Malignant Mesothelioma Epidemiology
Epidemiology is the study of health events and characteristics within a society, and is one of the main methods of public health research. Epidemiology assists in identifying risk factors for disease, as well as means of preventative medicine. Those observing epidemiology collect and then record statistical data, interpreting the results. This information takes into account the health of an entire population, rather than the individual.
The epidemiological study of malignant mesothelioma has determined that the most prominent causation associated with this form of cancer is exposure to asbestos. Approximately 2,000 to 3,000 Americans are diagnosed with mesothelioma each year; of those between 70% and 80% have a history of asbestos exposure usually through occupational means. Historically men were most likely to hold jobs associated with asbestos, making them more prone to mesothelioma than women. Statistics provided by the Centers for Disease Control show that between 1999 and 2005, 14,591 men and 3,477 women died of malignant mesothelioma. The same report from the CDC also states that between 1999 and 2005, 17,180 Caucasians, 707 African Americans, and 181 members of other races died of malignant mesothelioma.
Gender and Mesothelioma
The American Cancer Society explains that the risk of mesothelioma increases with age. It is also stated that men are about four times more likely to be diagnosed than women are. However, it is reported that women are more likely to be diagnosed with peritoneal or pericardial mesothelioma. The reasons for this have yet to be fully understood.

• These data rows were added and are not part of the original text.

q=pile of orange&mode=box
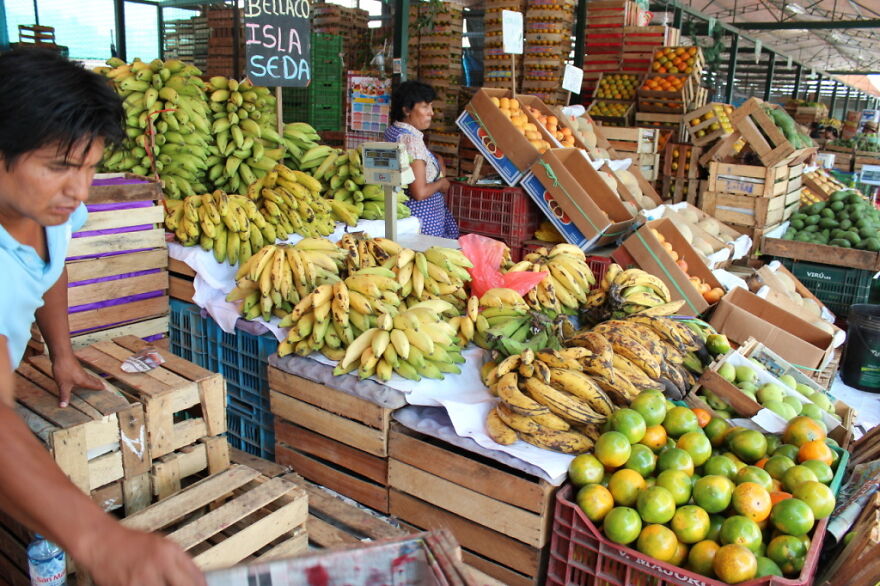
[569,391,837,584]
[651,47,699,75]
[642,75,687,92]
[595,73,639,100]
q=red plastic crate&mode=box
[446,181,543,249]
[546,484,828,586]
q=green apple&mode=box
[782,395,804,415]
[736,366,757,383]
[779,374,797,389]
[718,362,736,383]
[756,383,785,405]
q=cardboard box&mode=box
[456,88,549,186]
[623,218,721,316]
[527,149,635,250]
[709,289,834,369]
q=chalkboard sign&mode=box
[244,0,312,87]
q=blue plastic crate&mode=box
[226,403,275,461]
[168,299,213,370]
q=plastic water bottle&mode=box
[28,535,67,586]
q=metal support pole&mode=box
[574,0,587,67]
[114,0,128,61]
[394,0,409,81]
[764,52,776,102]
[724,35,739,104]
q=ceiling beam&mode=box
[735,18,880,31]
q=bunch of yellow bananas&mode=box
[226,238,343,321]
[333,299,464,381]
[506,244,596,315]
[95,57,219,199]
[481,347,614,454]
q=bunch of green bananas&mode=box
[481,348,615,454]
[96,57,213,199]
[247,164,336,237]
[226,238,344,321]
[505,243,596,316]
[206,76,286,192]
[333,299,464,381]
[581,263,684,323]
[165,190,275,265]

The most common type of mesothelioma is malignant pleural mesothelioma, which affects the lining of the lungs. Approximately 60% to 75% of all cases are diagnosed as pleural mesothelioma. This is because asbestos fibers are most likely to be inhaled and then embed themselves in the lining of the lungs, acting as a human carcinogen. Those diagnosed with this form of the disease tend to have a more favorable prognosis and thus longer survival rate than other types of mesothelioma. The study of statistics and reports stemming from epidemiological research will hopefully lead to better preventative measures concerning mesothelioma. These numbers can also eventually lead to diagnosis of the disease while it is in the earlier stages, leading to a better patient prognosis.